First-Generation Solution: The Manual CIA Process

One solution is the manual registration-data quality audit, which involves the use of resources such as a quality assurance analyst, spreadsheet software, and copies of face sheets and insurance cards. A list of registration fields that affect claims being paid, contractual adjustments being applied correctly, and guarantor statements going to the right address is created. Using copies of resources, a QA analyst reviews each identified field in the registration record against the documents provided. Using this manual process, one FTE can review approximately 100 to 150 registrations per day. In many cases, one FTE will not be able to review 100 percent of registrations.

The analyst then documents the registration errors found. Using a database or spreadsheet makes it easier to build reports and search and sort for specific registrations or types of errors. The documentation should store certain vital data, including the account number, registration date/time, registration employee ID, financial class, patient type, field name, corrected value, and type of error. The documentation of errors is essential in identifying problem areas and training needs for registration staff. Error documentation also can be used to conduct a productivity analysis of registration staff and set up benchmarks and rewards for improvement of performance and morale.

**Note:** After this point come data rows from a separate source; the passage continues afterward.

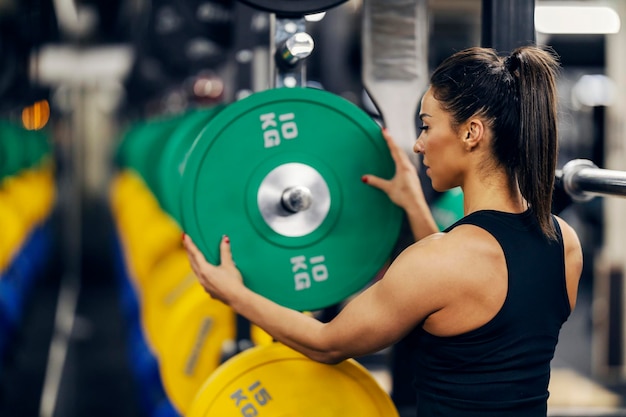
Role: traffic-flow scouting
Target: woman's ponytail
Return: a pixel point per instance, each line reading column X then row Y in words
column 535, row 70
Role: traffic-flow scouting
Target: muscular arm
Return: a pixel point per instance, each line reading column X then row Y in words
column 374, row 319
column 573, row 260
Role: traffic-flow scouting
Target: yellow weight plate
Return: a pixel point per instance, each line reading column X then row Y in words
column 14, row 231
column 194, row 336
column 170, row 280
column 159, row 238
column 259, row 336
column 274, row 380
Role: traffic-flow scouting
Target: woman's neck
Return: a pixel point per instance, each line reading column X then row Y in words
column 492, row 192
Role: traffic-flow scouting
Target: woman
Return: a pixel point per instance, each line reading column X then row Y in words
column 483, row 302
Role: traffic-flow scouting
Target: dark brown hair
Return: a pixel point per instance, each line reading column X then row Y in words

This process works but is time-consuming.

Next Generation Solution: Registration Scrubber Software

Registration QA systems attempt to automate much of the review process and provide standardized reporting. The systems let users build edits or rules against the registration fields that will automatically flag potential errors. These edits need to be flexible and intuitive to find the large array of potential problems that can exist in one registration. The rules allow users to automatically check for required fields, the character length of the field, the value of the field, and the value against a specific format (e.g., field must start with three letters and nine numbers or any specific letter or number), and to compare the value in one field against that of another field in the record. These rules also need to be flexible enough to apply only in particular situations, e.g., a specific insurance plan or financial class.

The systems also validate the guarantor address used to mail statements to self-pay patients, thereby reducing the number of statements returned with a bad address and improving timely payments. Using these automated error-checking procedures, the systems can then build work lists for QA analysts to quickly and efficiently review the accounts. The work lists are customizable to allow analysts to focus first on accounts that have been flagged with errors based on the rules and then, if time permits, move to other accounts.

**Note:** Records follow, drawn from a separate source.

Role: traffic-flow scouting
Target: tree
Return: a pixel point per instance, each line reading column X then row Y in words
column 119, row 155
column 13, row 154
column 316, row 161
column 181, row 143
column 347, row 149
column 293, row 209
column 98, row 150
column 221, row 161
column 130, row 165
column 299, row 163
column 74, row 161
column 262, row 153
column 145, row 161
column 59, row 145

The QA systems come with many standard reports to show analysts the errors and their cause. They allow analysts to see the error percentages broken out by patient type, financial class, and insurance plans and provide additional detail and show the registration employees' errors. The systems provide a way to benchmark or gauge productivity of each registration employee and separate new employees from veterans. The report systems allow users to save reports in multiple formats, e-mail them to colleagues, or work with the data further.

Taking Action

Sensitizing staff from the CFO to patient access employees regarding this issue has triggered an enormous effort to define standards, train staff, implement a review process, and build measurement reports and databases to assess the seriousness of the problem and whether efforts to improve are having a positive impact. In many hospitals, establishing a QA process has resulted in a significant increase in hours spent completing a manual audit or QA review. In addition, spreadsheets and databases are built and fed manually to ensure that the error data are tracked and reported. For processes that are better than average, users may even have management reports and a method for providing feedback to patient access employees.